Thursday, December 27, 2007

Conception of Brilliance: planning URT

As 2006 came to a close, I was starting to bounce back. I was starting to live for myself again, which was one of the biggest keys of all. I learned (and am still learning) that happiness is impossible to define in this life. Maybe it's impossible to achieve in this life, which is why we have faith there is a heaven.

But I knew that my quest to come back to Coney status was incomplete. I needed something to really bring me back to life. Something extreme. Then, I heard about the Adventure Cycling Association.

http://bobcats519.blogspot.com/2006/06/17-items-can-go-long-long-way.html

My goal was to literally bike down the entire Pacific Coast. It was an admirable goal, but not one that I can realistically achieve at this stage in life.

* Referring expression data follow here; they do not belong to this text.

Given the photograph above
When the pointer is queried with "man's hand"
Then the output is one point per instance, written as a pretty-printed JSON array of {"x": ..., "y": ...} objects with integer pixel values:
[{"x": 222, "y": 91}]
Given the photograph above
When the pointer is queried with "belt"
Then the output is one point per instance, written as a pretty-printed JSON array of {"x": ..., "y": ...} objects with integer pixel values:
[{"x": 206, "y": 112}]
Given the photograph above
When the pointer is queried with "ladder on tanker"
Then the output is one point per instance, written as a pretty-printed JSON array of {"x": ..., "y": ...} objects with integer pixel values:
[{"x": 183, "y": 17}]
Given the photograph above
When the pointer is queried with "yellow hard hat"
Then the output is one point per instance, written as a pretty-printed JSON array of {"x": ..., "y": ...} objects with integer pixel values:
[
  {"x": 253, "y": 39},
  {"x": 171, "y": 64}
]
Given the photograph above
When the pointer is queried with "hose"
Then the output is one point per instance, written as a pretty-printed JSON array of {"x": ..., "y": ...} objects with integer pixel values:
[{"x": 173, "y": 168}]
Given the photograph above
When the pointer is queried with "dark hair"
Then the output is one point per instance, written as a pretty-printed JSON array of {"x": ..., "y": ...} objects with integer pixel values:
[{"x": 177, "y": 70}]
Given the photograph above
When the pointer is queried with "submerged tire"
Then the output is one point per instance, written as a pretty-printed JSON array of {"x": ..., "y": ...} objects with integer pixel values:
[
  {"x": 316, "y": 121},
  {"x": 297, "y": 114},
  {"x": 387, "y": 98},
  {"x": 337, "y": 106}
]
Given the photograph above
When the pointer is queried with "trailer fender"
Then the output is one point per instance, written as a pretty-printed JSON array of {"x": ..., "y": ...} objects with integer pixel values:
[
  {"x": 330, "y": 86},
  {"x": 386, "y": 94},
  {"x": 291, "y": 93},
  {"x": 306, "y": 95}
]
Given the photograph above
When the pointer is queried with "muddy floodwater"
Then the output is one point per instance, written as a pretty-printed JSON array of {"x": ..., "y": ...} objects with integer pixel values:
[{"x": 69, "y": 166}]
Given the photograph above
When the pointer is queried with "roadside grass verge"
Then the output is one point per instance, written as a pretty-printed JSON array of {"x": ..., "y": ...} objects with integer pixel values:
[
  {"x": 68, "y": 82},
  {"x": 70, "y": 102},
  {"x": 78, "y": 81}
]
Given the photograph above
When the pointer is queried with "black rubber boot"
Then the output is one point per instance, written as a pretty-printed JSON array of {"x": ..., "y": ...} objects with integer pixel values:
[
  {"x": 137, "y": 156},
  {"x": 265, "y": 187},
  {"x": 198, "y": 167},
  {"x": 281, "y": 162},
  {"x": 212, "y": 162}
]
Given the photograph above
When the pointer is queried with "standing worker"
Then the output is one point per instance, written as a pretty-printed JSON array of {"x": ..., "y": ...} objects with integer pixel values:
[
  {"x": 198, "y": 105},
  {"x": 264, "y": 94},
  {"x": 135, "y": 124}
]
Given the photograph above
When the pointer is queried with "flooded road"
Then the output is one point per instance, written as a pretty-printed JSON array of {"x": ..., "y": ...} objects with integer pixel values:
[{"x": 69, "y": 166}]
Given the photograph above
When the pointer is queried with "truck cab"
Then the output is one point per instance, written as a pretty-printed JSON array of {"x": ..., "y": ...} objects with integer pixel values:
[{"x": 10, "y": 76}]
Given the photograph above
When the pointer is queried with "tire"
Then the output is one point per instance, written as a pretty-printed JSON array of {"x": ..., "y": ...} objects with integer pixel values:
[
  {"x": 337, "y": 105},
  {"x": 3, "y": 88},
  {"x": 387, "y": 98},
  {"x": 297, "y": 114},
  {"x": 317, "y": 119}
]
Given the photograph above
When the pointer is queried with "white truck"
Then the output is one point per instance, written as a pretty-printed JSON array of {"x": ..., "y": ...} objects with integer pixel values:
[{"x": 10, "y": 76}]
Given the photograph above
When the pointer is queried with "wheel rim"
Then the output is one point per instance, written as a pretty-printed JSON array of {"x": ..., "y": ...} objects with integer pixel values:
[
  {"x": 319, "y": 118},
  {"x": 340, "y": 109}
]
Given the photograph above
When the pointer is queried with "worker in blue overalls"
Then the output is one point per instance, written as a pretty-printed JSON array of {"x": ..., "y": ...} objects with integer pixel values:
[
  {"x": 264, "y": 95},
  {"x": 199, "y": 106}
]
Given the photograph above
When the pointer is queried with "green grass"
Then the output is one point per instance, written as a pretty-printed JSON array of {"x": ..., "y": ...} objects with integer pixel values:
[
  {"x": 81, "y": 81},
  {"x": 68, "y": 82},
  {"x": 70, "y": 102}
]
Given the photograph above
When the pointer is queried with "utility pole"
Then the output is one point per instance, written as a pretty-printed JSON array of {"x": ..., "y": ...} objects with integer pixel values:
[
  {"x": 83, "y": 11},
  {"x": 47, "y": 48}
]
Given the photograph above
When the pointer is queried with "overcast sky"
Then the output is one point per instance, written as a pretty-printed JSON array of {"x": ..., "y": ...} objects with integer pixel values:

I'm building a career and a life for myself. The bike trip has to come once that stage is complete.

But all the thinking, dreaming, planning and inspiring got me to the point where my heart was set on seeing the West Coast. California's Highway 1 just looked too amazing, and as my 25th birthday rapidly approached, I still hadn't lost my Western U.S. virginity. I was celebrating a quarter-century of ignorance, lousy landscape and no adventure. That had to change.

So the bike trip morphed into a much more realistic roadtrip.

http://bobcats519.blogspot.com/2007/02/road-trip-07.html

But there remained one more problem. Of all my friends, most of whom are young professionals or grad students and are all slaves to whichever system they dream of mastering, who would possibly be willing to give up two full weeks of precious vacation and let the world be our playground?

As it would turn out, there was only one answer all along: Blake Justin Nolan.

Over the next three months, Blake and I shot constant emails back and forth, tweaking and upstaging each other's idea of the Ultimate Road Trip (URT). Not only would we learn that there was a happy medium to behold, but also that maybe the greatest bond we'd share, in our already rock-solid friendship, was a love and appreciation of life on the road.